Der Ichenheimer Jahrmarkt bot zwar ein großes Warenangebot, blieb aber hinter den Erwartungen vieler Beschicker zurück.
Zusammen mit einer Freundin ist die Marktbeschickerin Christine Veilandics zum ersten Mal mit selbstgebastelten Sachen beim Ichenheimer Jahrmarkt am Start. Seit zehn Jahren sind die beiden auf Märkten der Region anzutreffen mit ihren selbstgemalten und -gebastelten Accessoires. „Wir dachten uns, warum sollen wir nicht mal nach Ichenheim gehen?“ Dass so wenig Betrieb war, verstand sie mit Humor zu nehmen. „Meine Freundin und ich sehen uns oft lange Zeit nicht – so haben wir die Gelegenheit, einen Tag miteinander zu verbringen“, sagt sie gegenüber unserer Redaktion.
Ein wenig mehr Verärgerung war hingegen bei den gewerblichen Händlern rauszuhören, die von den Einnahmen ihren Lebensunterhalt gestalten müssen. Robert Stabel von der Firma Feinkost-Luise war zwei Stunden aus Zweibrücken ins Ried gefahren, um seine vielfältigen Käsespezialitäten, zu 500-Gramm-Kugeln geformt, an den Mann und die Frau zu bringen. Zum ersten Mal sei er hier und vermutlich auch zum letzten. „Die Leute sind da und laufen auch am Stand durch, doch sie bleiben nicht stehen“, hat er beobachtet.
110 Verkaufsstände boten ihre Waren an
Das Angebot indessen war riesig, dicht an dicht zogen sich die gut 110 Verkaufsstände rund 700 Meter beidseits der Rheinstraße entlang. Markisen, hochwertige Staubsauger, Sonnenbrillen und Uhren, Kleider aller Art zum Einstiegspreis. Das Angebot an typischen und weniger typischen Marktwaren war immens.
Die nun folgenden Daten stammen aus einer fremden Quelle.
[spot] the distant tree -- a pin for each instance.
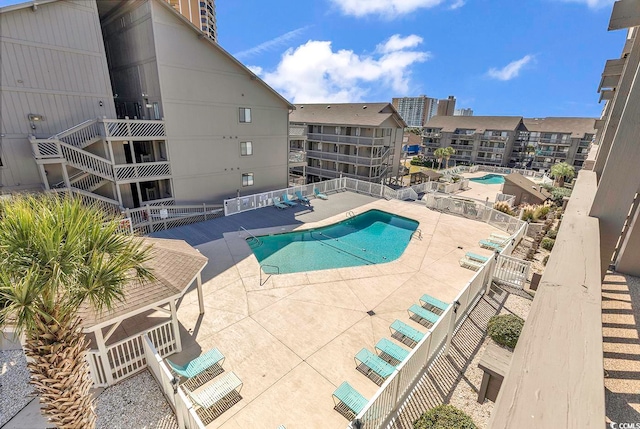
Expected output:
(448, 151)
(439, 154)
(561, 172)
Wo es Essen oder Trinken gab, war immer Betrieb, während einige Händler vorwiegend damit zu tun hatten, ihre vom böigen Winde verwehten Unterlagen und Deko-Artikel wieder einzusammeln.
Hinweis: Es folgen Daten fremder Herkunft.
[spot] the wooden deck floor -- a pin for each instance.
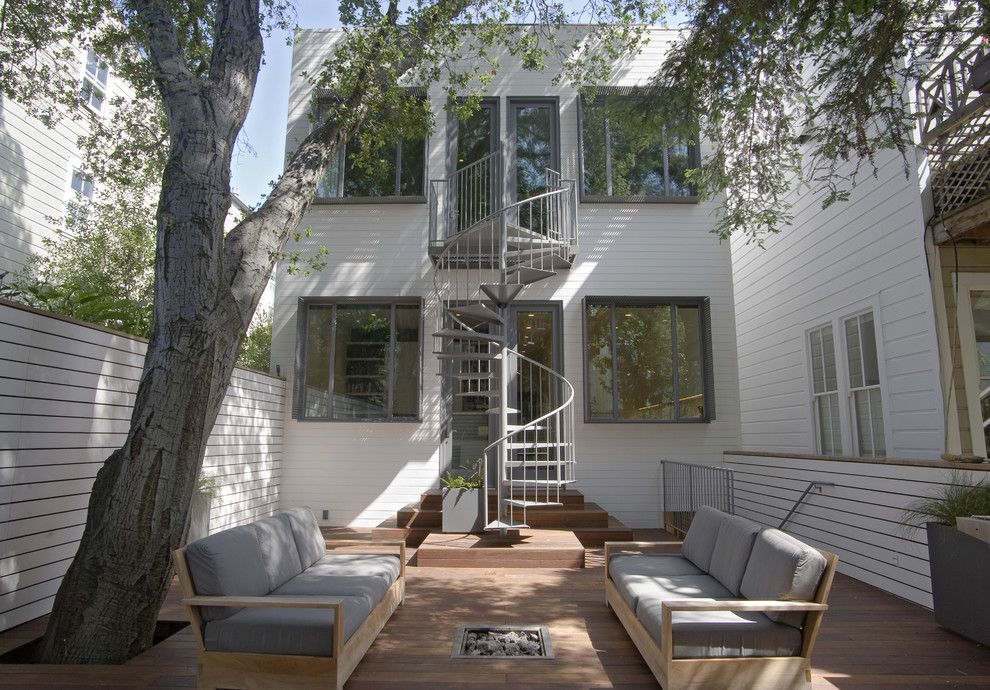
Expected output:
(868, 640)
Schuhe, Kinderbücher, Hüte, Messer, Gabel, Schere, Nützliches und Unnützes säumen sich entlang der Rheinstraße. Ganz vorne stand Christian Höfner aus Karlsruhe, der seit mehr als 20 Jahren mit seinem Verkaufsstand in Ichenheim steht. Sonnenbrillen und Uhren hat er im Angebot, manche kommen zu ihm, um sich eine neue Batterie in die Uhr einsetzen zu lassen. „Es lief schon besser als heute“, ist sein Fazit am frühen Nachmittag. Und er hofft, dass zur Feierabendzeit gegen fünf noch einmal etwas Betrieb entsteht.
Auch Marktmeisterin Ulrike Schuhmacher hat beobachtet, dass die Besucherzahlen nicht an die vorherigen Jahre herankamen. „Da ist man teils ja förmlich geschoben worden“, erinnert sie sich. Eine Erklärung hat auch sie nicht bereitliegen, doch sie sucht nach Gründen. „Der Markt ist ja traditionell am vierten Mittwoch nach Ostern und fiel dieses Jahr unglücklich ans Monatsende. Vielleicht macht es tatsächlich etwas aus, wenn die Leute zu Monatsbeginn mehr Geld zur Verfügung haben.“ Sie selbst habe ein durchwachsenes Feedback gezogen. „Einige Stammkunden waren unzufrieden, bei anderen war es in Ordnung“, hat sie erfahren. Für Werbung sei der gleiche Aufwand betrieben worden wie in jedem Jahr, betonte Schuhmacher.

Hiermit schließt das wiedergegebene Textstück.